Это был Гектор Тессье.
– Заметили вы, – спросил Вальбелль, – она пела, не спуская глаз с одного человека?
Летранж и Ле Тессье обернулись и в указанной точке, куда устремлен был взор итальянки, увидали Жюльена де Сюберсо, стоявшего в глубине холла, прислонившись к стене. Он был и красив, и одет как бальзаковский герой, бесстрастный и грустный. Почти у его ног сидела хорошенькая Жюльета Аврезак и смотрела на него влюбленными глазами жены. Забыв мать и присутствие других женщин, она отделилась от них, и своим размягченным, нежным взором, томной улыбкой, всем существом своим искала взаимности.
– Все-таки такая красота – большая сила, – проговорил Гектор. – Если бы в этой оболочке скрывалась душа мужчины, он покорил бы мир.
В эту минуту Жакелин, под руку с доктором Краусом, проходила мимо группы этих трех мужчин. Бросив на Летранж иронический взгляд, она знаком подозвала к себе Гектора:
– Нагнитесь, пожалуйста, вы слишком высоки для моих секретов; – и продолжила на ухо молодому человеку: – после окончательного поражения мадемуазель Учелли Эротом, будет петь ваша belle-soeur… Она ужасно трусит. Не уходите с этого места, поддерживайте тут энтузиазм; Максим Шантель, по приказанию Мод, защищает левое крыло и задушит первого, кто посметь не хлопать.
– Рассчитывайте на меня, – ответил Гектор и прибавил, выразительно посмотрев на ее обнаженную шею: – очень, очень мило… я не ожидал… прелестно!
– Бессовестный! – проговорила Жакелин, – и это еще то, что у меня самое худощавое, мой милый. Спросите доктора.
– Мадемуазель Жакелин Рувр, одна из моих пациенток… которые меня… наиболее волнуют, – ответил флегматично американец в свою седоватую бороду.
– Каково! Слышите?
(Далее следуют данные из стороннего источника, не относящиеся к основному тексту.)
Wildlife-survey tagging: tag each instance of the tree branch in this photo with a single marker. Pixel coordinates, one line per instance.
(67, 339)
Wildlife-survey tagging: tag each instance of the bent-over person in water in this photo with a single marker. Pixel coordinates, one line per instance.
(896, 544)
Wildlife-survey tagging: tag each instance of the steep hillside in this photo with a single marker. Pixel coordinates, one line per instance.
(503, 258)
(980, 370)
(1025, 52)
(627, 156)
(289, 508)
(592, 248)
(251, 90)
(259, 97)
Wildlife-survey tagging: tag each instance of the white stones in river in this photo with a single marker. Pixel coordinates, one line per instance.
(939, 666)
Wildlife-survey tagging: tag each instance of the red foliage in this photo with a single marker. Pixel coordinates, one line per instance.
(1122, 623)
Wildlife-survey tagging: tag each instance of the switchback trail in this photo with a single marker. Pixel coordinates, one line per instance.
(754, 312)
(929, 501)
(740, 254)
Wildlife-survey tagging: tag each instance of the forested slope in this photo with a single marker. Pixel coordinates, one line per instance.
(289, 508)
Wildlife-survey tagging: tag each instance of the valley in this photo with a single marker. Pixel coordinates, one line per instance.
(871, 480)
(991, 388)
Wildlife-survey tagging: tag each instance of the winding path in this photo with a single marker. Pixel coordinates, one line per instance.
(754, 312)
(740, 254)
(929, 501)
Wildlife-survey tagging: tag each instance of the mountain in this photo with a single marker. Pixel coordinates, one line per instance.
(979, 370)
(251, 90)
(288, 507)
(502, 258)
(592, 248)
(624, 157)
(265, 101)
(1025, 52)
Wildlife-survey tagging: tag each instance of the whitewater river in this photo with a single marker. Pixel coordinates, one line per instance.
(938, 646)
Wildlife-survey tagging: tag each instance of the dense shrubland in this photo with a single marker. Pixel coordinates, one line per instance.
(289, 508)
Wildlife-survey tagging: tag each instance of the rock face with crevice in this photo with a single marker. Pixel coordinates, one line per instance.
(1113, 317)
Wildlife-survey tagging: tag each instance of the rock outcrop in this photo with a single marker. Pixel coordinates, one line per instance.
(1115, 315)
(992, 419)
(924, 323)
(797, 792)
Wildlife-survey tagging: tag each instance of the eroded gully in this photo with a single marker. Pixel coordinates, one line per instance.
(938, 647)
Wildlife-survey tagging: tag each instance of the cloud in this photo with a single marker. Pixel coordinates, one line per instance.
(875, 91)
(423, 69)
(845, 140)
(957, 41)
Вот – любовь доктора!.. И представьте, всем нам он говорит то же самое!
И она, сбросив руку Крауса, умчалась, подпрыгивая, как уличная девочка.
Доктор привык к такому обращению и спокойно остался на том месте, где его покинула Жакелин. Он пожал руку Гектора и спросил его о грозившем министерском кризисе; но в это время Этьеннет Дюруа зашла на эстраду под руку с известным пианистом Шпитцером.
Ни Гектору, ни Максиму не пришлось настраивать публику; певице стали аплодировать прежде, нежели она запела, так она была хороша: порозовевшая от волнения в своем платье, отделанном воланами по широкому кринолину, с рукавами «жиго», с вырезанным лифом, ее кругленькое личико красиво выделялось в рамке прически с завитушками по моде тридцатых годов, оканчивавшейся на затылке в форме сахарной головы. Совсем розовая от волнения, она настроила гитару под аккорды Шпитцера, потом запела, при глубоком безмолвии слушателей. Голос ее, вначале неуверенный, вскоре окреп, и звуки понеслись чистые, как хрусталь, по которому водят волосяным смычком.